After a friend at The Robert Wood Johnson Foundation spoke highly of CCL to her, Lois checked out the Center's catalog of open-enrollment programs. Aided by development grants, she attended The Looking Glass Experience. The program's emphasis on helping executives work through organizational change attracted her, as well as its focus on helping individuals discover how their leadership styles impact their organizations, the people they work with, and their own success.
In her week at the Center, Lois came to understand for the first time the basis for some of the issues she had been experiencing at work. "What was most illuminating for me was to go through the 360-degree feedback and the leadership and personality assessments," she says. "They worked together to provide a snapshot on how I relate to others and what my professional needs are versus those of other people. All of a sudden, a light bulb came on. There's something about being taken out of your context. You can't duplicate this on the job."
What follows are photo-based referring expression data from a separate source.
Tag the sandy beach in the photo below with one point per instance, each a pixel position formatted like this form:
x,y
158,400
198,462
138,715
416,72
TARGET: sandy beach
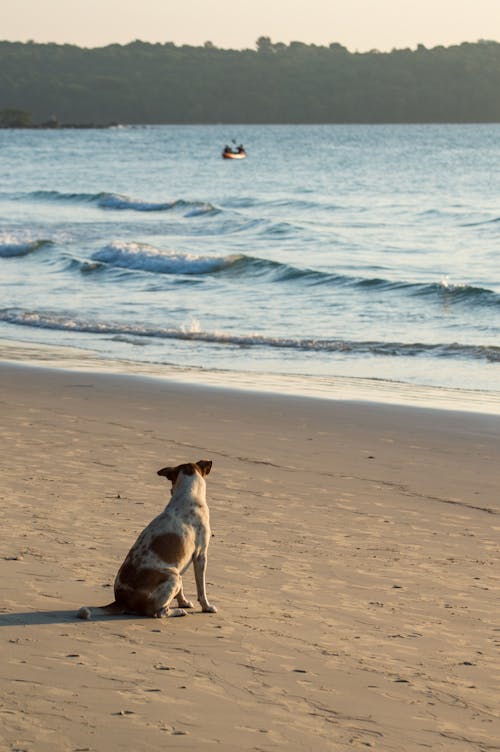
x,y
354,566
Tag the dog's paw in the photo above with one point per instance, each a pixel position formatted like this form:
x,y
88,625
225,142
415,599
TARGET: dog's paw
x,y
186,604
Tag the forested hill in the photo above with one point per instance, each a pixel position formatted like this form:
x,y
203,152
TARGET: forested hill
x,y
274,83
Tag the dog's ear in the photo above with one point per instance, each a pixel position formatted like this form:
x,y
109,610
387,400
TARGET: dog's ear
x,y
170,473
205,466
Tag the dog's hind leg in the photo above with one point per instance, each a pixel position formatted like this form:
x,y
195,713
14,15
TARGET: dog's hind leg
x,y
200,566
182,601
164,595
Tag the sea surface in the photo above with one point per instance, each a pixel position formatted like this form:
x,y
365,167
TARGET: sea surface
x,y
333,257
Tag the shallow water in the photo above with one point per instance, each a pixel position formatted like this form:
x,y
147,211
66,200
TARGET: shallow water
x,y
359,252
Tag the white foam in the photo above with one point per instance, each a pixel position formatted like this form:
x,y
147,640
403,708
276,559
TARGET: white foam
x,y
117,201
13,245
145,258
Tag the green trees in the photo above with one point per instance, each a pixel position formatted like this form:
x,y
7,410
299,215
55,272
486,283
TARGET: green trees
x,y
274,83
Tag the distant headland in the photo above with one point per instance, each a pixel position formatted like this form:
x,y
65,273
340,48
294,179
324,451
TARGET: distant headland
x,y
22,119
142,83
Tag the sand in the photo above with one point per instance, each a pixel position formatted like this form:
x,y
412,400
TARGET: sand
x,y
354,566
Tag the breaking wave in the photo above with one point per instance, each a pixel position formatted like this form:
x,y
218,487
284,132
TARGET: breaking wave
x,y
119,202
48,320
12,245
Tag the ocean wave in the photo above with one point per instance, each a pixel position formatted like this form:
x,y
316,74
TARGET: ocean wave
x,y
12,246
119,202
48,320
145,258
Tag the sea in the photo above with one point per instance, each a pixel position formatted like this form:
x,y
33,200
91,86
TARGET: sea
x,y
337,261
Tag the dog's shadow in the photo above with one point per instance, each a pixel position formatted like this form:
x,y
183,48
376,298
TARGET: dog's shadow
x,y
58,616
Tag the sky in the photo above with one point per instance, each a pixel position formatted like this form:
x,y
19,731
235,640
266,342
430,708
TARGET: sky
x,y
358,24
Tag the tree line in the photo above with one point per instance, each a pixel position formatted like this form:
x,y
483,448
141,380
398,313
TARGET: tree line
x,y
273,83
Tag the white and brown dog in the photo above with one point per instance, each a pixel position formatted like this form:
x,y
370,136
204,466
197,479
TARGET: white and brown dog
x,y
150,577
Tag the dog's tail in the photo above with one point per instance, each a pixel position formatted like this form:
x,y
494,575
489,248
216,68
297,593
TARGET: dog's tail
x,y
112,609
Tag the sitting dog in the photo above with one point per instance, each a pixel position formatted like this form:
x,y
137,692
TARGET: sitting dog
x,y
150,577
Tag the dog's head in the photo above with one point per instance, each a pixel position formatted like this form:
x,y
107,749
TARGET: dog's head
x,y
202,467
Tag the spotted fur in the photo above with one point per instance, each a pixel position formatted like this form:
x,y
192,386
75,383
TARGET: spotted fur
x,y
151,575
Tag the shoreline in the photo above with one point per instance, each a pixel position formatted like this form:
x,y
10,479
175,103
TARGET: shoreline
x,y
353,566
333,388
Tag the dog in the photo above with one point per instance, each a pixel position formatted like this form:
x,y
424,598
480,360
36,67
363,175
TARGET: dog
x,y
151,575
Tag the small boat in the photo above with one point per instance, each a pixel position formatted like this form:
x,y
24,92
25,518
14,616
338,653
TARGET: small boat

The Looking Glass simulation was an education in itself — involving her for the first time in the decision-making duties of a plant manager. "My small group was a great bunch of people," she said. "I think there are strengths in having differences as opposed to everybody being totally the same. I found that to be extraordinarily helpful."
The program gave her some new techniques for improving her workplace environment, but the experience had its greatest impact in shaping her long-term outlook. "I learned more than anything that some things just don't work out," she says. "The more you can learn about what your strengths are, the more you can recognize whether a particular environment is good for you. I became much more cognizant of who I was and how I fit in my environment."
In May 2004, Lois began a satisfying new phase of her career, becoming executive director of the Center for Continuing Education at the University of Nebraska Medical Center. In this new position, she manages a staff of 15 with a mission of providing continuing professional education to health professionals in Nebraska and the surrounding region.
The move, geographically as well as organizationally, came after long months of deliberation.
"You do hit a point where you look very differently at your professional career and recognize that if you're going to make a change, you need to decide what it is that's important to you," she says. "After CCL, I started to look much more seriously about what I needed. I went to The Looking Glass Experience at the right time."